A push to allow the Haudenosaunee Nationals to compete as its own team in lacrosse at the 2028 Olympic Summer Games in Los Angeles received a major endorsement when President Joe Biden announced Wednesday at the White House Tribal Nations Summit a push to allow the Indigenous nation that invented lacrosse to play under its own flag when the sport returns to the Olympics.
Biden’s position is a request for the International Olympic Committee to make an exception to a rule that permits teams playing only as part of an official national Olympic committee to compete in the Olympics. The Haudenosaunee have competed as their own team at a number of international events since 1990.
“We look forward to continuing to collaborate with the International Olympic Committee, LA28, and the U.S. and Canadian Olympic Committees to explore potential pathways for the Haudenosaunee to participate in the Olympics while respecting the Olympic Games framework,” World Lacrosse said in a statement Wednesday. It also released a statement from Haudenosaunee player Fawn Porter, who said the government’s support “will help build additional momentum as we continue our journey as Haudenosaunee people with a desire to bring the medicine of lacrosse to the world.”

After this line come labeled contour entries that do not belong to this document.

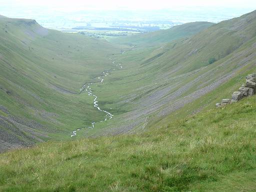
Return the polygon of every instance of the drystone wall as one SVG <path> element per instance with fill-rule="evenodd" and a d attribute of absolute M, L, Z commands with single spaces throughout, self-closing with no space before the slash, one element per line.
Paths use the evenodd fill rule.
<path fill-rule="evenodd" d="M 253 96 L 256 92 L 256 74 L 250 74 L 246 76 L 246 84 L 242 84 L 238 92 L 232 94 L 231 99 L 224 98 L 220 104 L 216 104 L 216 106 L 220 107 L 226 104 L 237 102 L 244 96 Z"/>

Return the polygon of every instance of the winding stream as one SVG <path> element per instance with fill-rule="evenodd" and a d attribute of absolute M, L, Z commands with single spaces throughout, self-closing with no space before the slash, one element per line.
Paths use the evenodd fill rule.
<path fill-rule="evenodd" d="M 124 54 L 124 51 L 122 51 L 122 54 Z M 110 56 L 109 60 L 112 60 L 112 58 L 111 58 L 111 56 Z M 113 64 L 115 64 L 116 61 L 114 61 L 114 60 L 112 60 L 112 63 Z M 105 118 L 104 120 L 100 120 L 100 121 L 98 122 L 92 122 L 92 124 L 91 124 L 92 126 L 88 126 L 88 127 L 87 127 L 87 128 L 94 128 L 95 127 L 95 124 L 96 124 L 96 122 L 104 122 L 104 121 L 106 121 L 106 120 L 111 120 L 112 118 L 113 117 L 114 115 L 112 114 L 111 114 L 110 112 L 107 112 L 106 110 L 102 110 L 100 108 L 100 107 L 98 106 L 98 104 L 97 104 L 98 102 L 98 101 L 97 100 L 97 99 L 98 98 L 98 96 L 96 96 L 96 94 L 93 94 L 92 91 L 92 88 L 90 88 L 90 86 L 92 86 L 92 84 L 96 84 L 96 83 L 102 84 L 103 82 L 103 81 L 104 80 L 104 78 L 105 76 L 108 76 L 108 75 L 110 74 L 110 72 L 115 71 L 116 69 L 118 69 L 118 69 L 120 69 L 120 68 L 122 68 L 122 66 L 121 66 L 120 64 L 116 64 L 116 68 L 112 68 L 112 69 L 110 69 L 110 70 L 104 70 L 103 72 L 102 72 L 102 74 L 101 75 L 100 75 L 99 76 L 96 76 L 96 77 L 94 78 L 98 78 L 99 80 L 100 80 L 100 82 L 94 82 L 94 83 L 92 83 L 92 82 L 86 83 L 84 84 L 82 86 L 79 90 L 80 91 L 80 93 L 82 93 L 82 92 L 83 92 L 84 91 L 86 91 L 86 92 L 88 92 L 88 95 L 89 96 L 94 96 L 94 104 L 94 104 L 94 108 L 96 108 L 98 110 L 100 110 L 100 112 L 104 112 L 106 114 L 106 117 L 105 117 Z M 76 135 L 77 133 L 78 133 L 78 132 L 80 130 L 80 128 L 78 128 L 78 130 L 74 130 L 73 132 L 72 132 L 70 133 L 71 136 L 76 136 Z"/>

The Haudenosaunee, formerly known as the Iroquois, is a collection of six Indigenous nations whose territory covers upstate New York and adjacent sections of Canada. The current world rankings have the Haudenosaunee men in third, behind the U.S. and Canada.
“It’s a really fun and unique circumstance to be able to honor the Haudenosaunee Confederacy in their history and legacy and the heritage of the sport,” said Sarah Hirshland, chief executive officer of the United States Olympic and Paralympic Committee, on Thursday. “We’re really looking forward to collaborating both with the IOC and with LA28 to honor and figure out how to do that in a really important way,” adding any setting of a qualification pathway for the Haudenosaunee would not be addressed until 2025 at the earliest.
World Lacrosse worked with LA28 organizers to emphasize the Indigenous history of the sport to sell the IOC on bringing lacrosse back to the games as a medal event for the first time since 1908.
“We’re hopeful the IOC will see it our way, as well,” Tom Perez, the White House senior adviser and director of intergovernmental affairs, told The Associated Press. “If we’re successful, it won’t simply be the flag of the Haudenosaunee Confederacy that marches in the Olympics, it will be the flag of Indigenous people across the world.”
During its October Session in Mumbai, the IOC approved adding baseball/softball, flag football, cricket, lacrosse and squash to the program for LA28. After approving the LA28 program, the IOC reiterated its stance about teams having to compete under the flag of an established Olympic committee and suggested the U.S. and Canadian Olympic committees would have to find a way to include Indigenous athletes on their respective national teams.